Glosario de un poder indolente y corrupto

En asuntos de Estado los gobernantes guatemaltecos son fanáticos de llamar a sus programas justo lo contrario de lo que realmente hacen, en un ejercicio de cinismo que no deja lugar a duda donde están sus verdaderas prioridades. Llegar al poder por medio del engaño y gobernar engañando sin ser descubierto es la máxima que han perseguido los diferentes gobernantes de turno los últimos 30 años. Como muestra el siguiente glosario:

Granjas modelos: así son denominados los principales centros carcelarios del país, donde supuestamente deben reformarse los privados de libertad que han cometido diferentes delitos. En la práctica son centros modelo para que los reos sigan operando sus portafolios delictivos de negocios que van desde la extorción hasta el secuestro, brindándole todas las facilidades para ello. En realidad, ningún centro carcelario del país ha llegado a funcionar como su descripción institucional lo dice, habiendo sido el primer responsable la misma autoridad que cedió el control de las cárceles a los mismos reos, a cambio de jugosos sobornos.

Hogares seguros: así son llamados los centros receptores de jóvenes menores de edad administrados por el Estado que por diversas razones abandonan su hogar. En uno de ellos, el Hogar seguro de la Asuncion murieron calcinadas 41 jóvenes en circunstancias aún no esclarecidas. Lo que sí es un hecho reconocido es que en dichos centros las jóvenes eran objeto de múltiples vejámenes por parte de los mismos encargados de administrar esos centros.

Hambre cero: con una cifra escalofriante que alcanza la mitad de los niños menores de 5, Guatemala es el país con mayor desnutrición infantil del continente. Ni Haití que es un país clasificado como fallido nos supera. Sin embargo, durante el gobierno anterior se inauguró un programa que en lugar de invertir los recursos del programa en alimentación que reduzca los dramáticos niveles de desnutrición, compro granos básicos que ni siquiera eran aptos para consumo animal, además adquiridos por medio de contrabando.
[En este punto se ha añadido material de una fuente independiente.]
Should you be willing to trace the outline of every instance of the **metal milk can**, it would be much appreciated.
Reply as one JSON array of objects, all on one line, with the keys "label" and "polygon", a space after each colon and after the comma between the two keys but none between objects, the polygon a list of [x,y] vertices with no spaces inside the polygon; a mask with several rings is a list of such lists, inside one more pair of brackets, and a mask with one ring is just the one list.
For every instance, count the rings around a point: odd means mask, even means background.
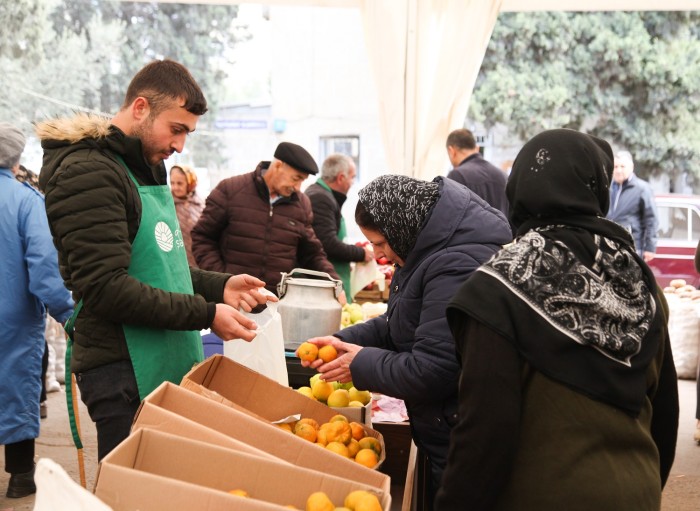
[{"label": "metal milk can", "polygon": [[284,347],[296,350],[311,337],[332,335],[340,330],[343,307],[338,296],[342,292],[343,283],[327,273],[302,268],[282,272],[282,280],[277,284],[280,299],[277,310],[282,317]]}]

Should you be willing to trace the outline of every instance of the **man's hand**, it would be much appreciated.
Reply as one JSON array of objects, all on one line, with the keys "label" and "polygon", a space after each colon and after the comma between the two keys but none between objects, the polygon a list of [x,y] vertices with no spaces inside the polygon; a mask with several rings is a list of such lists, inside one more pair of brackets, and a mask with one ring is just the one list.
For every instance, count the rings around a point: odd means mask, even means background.
[{"label": "man's hand", "polygon": [[355,355],[362,349],[362,346],[343,342],[337,337],[328,335],[326,337],[314,337],[307,342],[316,346],[325,346],[331,344],[338,352],[338,357],[331,360],[327,364],[321,359],[316,359],[313,362],[301,361],[303,367],[311,367],[321,373],[321,378],[326,381],[339,381],[340,383],[349,383],[352,381],[352,373],[350,372],[350,364],[355,359]]},{"label": "man's hand", "polygon": [[262,280],[251,275],[245,273],[234,275],[226,281],[224,303],[234,309],[240,308],[250,312],[260,304],[278,301],[276,296],[263,294],[260,290],[264,287],[265,283]]},{"label": "man's hand", "polygon": [[211,331],[224,341],[231,339],[243,339],[252,341],[257,333],[254,331],[258,325],[252,319],[246,318],[230,305],[216,304],[216,314],[211,324]]}]

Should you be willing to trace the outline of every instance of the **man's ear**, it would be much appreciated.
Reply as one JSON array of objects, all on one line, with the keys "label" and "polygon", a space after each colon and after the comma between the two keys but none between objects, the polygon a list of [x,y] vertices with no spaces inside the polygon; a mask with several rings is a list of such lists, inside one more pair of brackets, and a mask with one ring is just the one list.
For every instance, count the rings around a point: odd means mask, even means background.
[{"label": "man's ear", "polygon": [[131,103],[131,115],[137,122],[143,121],[151,113],[151,105],[143,96],[139,96]]}]

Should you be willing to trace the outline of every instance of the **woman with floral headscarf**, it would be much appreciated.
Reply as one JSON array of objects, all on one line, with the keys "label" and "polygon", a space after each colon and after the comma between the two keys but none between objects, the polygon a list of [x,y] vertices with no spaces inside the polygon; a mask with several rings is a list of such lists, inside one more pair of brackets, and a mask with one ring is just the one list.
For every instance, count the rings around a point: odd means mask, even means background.
[{"label": "woman with floral headscarf", "polygon": [[[451,179],[385,175],[359,192],[355,221],[396,270],[385,314],[331,337],[340,356],[312,363],[329,381],[403,399],[437,489],[456,422],[459,364],[445,307],[512,236],[503,214]],[[432,500],[432,499],[431,499]]]},{"label": "woman with floral headscarf", "polygon": [[540,133],[508,179],[505,247],[447,309],[462,363],[440,511],[657,510],[678,392],[665,302],[606,220],[613,156]]},{"label": "woman with floral headscarf", "polygon": [[175,211],[180,222],[182,241],[185,243],[187,262],[197,267],[192,255],[192,236],[190,231],[197,223],[204,210],[204,201],[197,195],[197,174],[186,165],[173,165],[170,168],[170,191],[175,201]]}]

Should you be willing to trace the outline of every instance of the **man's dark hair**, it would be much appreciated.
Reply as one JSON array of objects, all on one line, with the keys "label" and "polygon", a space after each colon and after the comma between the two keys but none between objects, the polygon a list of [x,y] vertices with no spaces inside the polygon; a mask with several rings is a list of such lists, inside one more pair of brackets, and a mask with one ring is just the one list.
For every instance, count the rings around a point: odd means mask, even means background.
[{"label": "man's dark hair", "polygon": [[476,149],[476,139],[474,134],[467,129],[454,130],[447,136],[447,147],[452,146],[457,149]]},{"label": "man's dark hair", "polygon": [[155,116],[167,109],[173,101],[183,99],[183,108],[194,115],[207,111],[207,100],[185,66],[174,60],[154,60],[132,78],[122,109],[138,97],[148,100]]},{"label": "man's dark hair", "polygon": [[360,201],[357,201],[357,205],[355,206],[355,223],[363,229],[382,232],[374,221],[374,218],[372,218],[372,215],[369,214],[367,208],[365,208]]}]

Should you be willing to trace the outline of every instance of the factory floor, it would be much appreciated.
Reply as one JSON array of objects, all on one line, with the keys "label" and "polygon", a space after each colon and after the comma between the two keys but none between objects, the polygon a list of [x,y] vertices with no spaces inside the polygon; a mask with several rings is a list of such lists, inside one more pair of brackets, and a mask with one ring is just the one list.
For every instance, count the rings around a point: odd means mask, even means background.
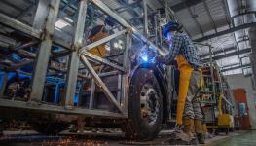
[{"label": "factory floor", "polygon": [[[18,134],[18,137],[10,136],[7,139],[0,138],[0,146],[73,146],[73,145],[169,145],[166,139],[167,132],[162,132],[154,141],[136,142],[126,140],[121,133],[85,133],[85,135],[69,135],[47,137],[43,135],[26,135]],[[92,136],[93,135],[93,136]],[[162,136],[161,136],[162,135]],[[165,138],[163,136],[165,135]],[[12,137],[12,138],[11,138]],[[164,136],[165,137],[165,136]],[[164,140],[164,141],[163,141]],[[207,139],[205,146],[255,146],[256,130],[236,131],[229,135],[220,133],[218,136]]]},{"label": "factory floor", "polygon": [[256,130],[241,131],[238,135],[216,140],[211,146],[255,146]]}]

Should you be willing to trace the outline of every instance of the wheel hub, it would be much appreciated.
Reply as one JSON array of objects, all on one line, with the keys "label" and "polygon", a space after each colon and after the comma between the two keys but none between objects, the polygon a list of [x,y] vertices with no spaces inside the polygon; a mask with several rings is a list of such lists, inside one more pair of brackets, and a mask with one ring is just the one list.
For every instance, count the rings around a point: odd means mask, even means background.
[{"label": "wheel hub", "polygon": [[140,91],[140,115],[149,125],[153,125],[159,114],[159,97],[150,83],[144,84]]}]

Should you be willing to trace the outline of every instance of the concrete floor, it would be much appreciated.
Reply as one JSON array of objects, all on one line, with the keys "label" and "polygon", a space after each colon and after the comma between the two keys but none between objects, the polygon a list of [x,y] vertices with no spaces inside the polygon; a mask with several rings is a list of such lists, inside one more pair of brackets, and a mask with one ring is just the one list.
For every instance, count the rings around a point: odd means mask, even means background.
[{"label": "concrete floor", "polygon": [[231,136],[215,141],[212,146],[255,146],[256,130],[242,132],[241,134]]},{"label": "concrete floor", "polygon": [[[166,133],[165,133],[166,136]],[[165,136],[160,134],[154,141],[134,142],[128,141],[122,134],[101,133],[94,136],[91,134],[76,136],[46,137],[42,135],[18,136],[9,139],[0,139],[0,146],[84,146],[84,145],[168,145]],[[168,136],[167,136],[168,137]],[[226,135],[220,133],[211,139],[206,140],[206,146],[256,146],[256,130],[237,131]]]}]

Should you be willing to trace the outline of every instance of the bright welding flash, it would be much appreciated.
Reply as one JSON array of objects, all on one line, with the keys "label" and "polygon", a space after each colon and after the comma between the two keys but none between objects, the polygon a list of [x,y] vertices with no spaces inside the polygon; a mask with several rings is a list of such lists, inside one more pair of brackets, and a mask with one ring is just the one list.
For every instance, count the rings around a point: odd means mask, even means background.
[{"label": "bright welding flash", "polygon": [[148,55],[142,55],[141,58],[142,58],[145,62],[148,61]]},{"label": "bright welding flash", "polygon": [[171,33],[170,33],[170,32],[167,34],[167,38],[166,38],[166,39],[167,39],[169,45],[171,46],[171,39],[172,39],[172,36],[171,36]]}]

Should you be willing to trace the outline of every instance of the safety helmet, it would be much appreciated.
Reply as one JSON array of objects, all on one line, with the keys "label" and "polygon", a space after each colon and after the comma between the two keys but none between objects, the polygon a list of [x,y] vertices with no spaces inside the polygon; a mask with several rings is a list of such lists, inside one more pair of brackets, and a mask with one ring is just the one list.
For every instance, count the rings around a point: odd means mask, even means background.
[{"label": "safety helmet", "polygon": [[169,31],[180,31],[182,27],[176,21],[170,20],[162,27],[162,33],[165,38],[167,37]]}]

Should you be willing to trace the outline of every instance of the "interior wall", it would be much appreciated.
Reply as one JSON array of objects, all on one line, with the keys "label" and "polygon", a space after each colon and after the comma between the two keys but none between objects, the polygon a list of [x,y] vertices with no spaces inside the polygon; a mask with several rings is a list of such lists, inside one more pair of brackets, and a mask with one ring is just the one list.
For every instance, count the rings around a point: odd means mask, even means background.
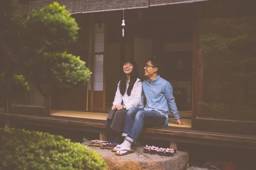
[{"label": "interior wall", "polygon": [[[165,51],[192,51],[192,43],[165,43]],[[192,56],[188,56],[188,57],[192,57]],[[191,71],[191,74],[192,74]],[[172,87],[175,88],[186,88],[187,93],[186,104],[189,105],[191,103],[192,96],[192,81],[171,80],[169,81]]]},{"label": "interior wall", "polygon": [[144,68],[149,58],[152,57],[152,40],[149,39],[134,37],[134,59],[139,67],[139,77],[143,81]]},{"label": "interior wall", "polygon": [[112,105],[120,80],[121,69],[120,43],[107,44],[106,62],[106,104]]}]

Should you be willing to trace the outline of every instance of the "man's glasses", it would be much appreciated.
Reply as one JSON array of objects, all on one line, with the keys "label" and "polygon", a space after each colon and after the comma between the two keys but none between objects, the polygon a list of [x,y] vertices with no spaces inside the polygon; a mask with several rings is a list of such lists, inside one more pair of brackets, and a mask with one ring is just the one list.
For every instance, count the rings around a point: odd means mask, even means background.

Mi familia progresa/bono seguro: ninguno de los dos adjetivos se cumplió con la implementación de este programa. Lejos de disminuir los porcentajes de pobreza han aumentado especialmente en las áreas rurales donde se concentra el gasto relacionado con este programa. Tampoco fue un bono seguro pues a las beneficiarias no se les llego a cumplir con los pagos establecidos en las bases del programa.

Subsidio al transporte y sistema prepago: el trillado subsidio al transporte nunca llego a donde debía. Ni al usuario final ni a la mayoría de transportistas pues el monto millonario se destinaba a un selecto grupo de empresarios de ese servicio, quienes no lo distribuyeron según el servicio prestado y nunca entregaron cuentas. Lo mismo ocurrió con el sistema prepago para el que el Estado destino U$35 millones, bajo el supuesto de creación de un nuevo sistema de transporte (transurbano), mismo que nunca cumplió con ninguna de las metas previstas y que se encuentra al borde de la quiebra sin que nadie rinda cuentas de nada y que ha provocado la escases de transporte en la ciudad capital donde apenas circula un 20% de la totalidad de los buses que debería estar prestando el servicio.

Esta es apenas una lista corta de los centenares de programas que siguen ejecutándose sin medición de impacto y para los cuales se destinan millones en gasto que lejos de resolver los problemas para los que fueron originalmente destinados, han provocado una crisis mayor.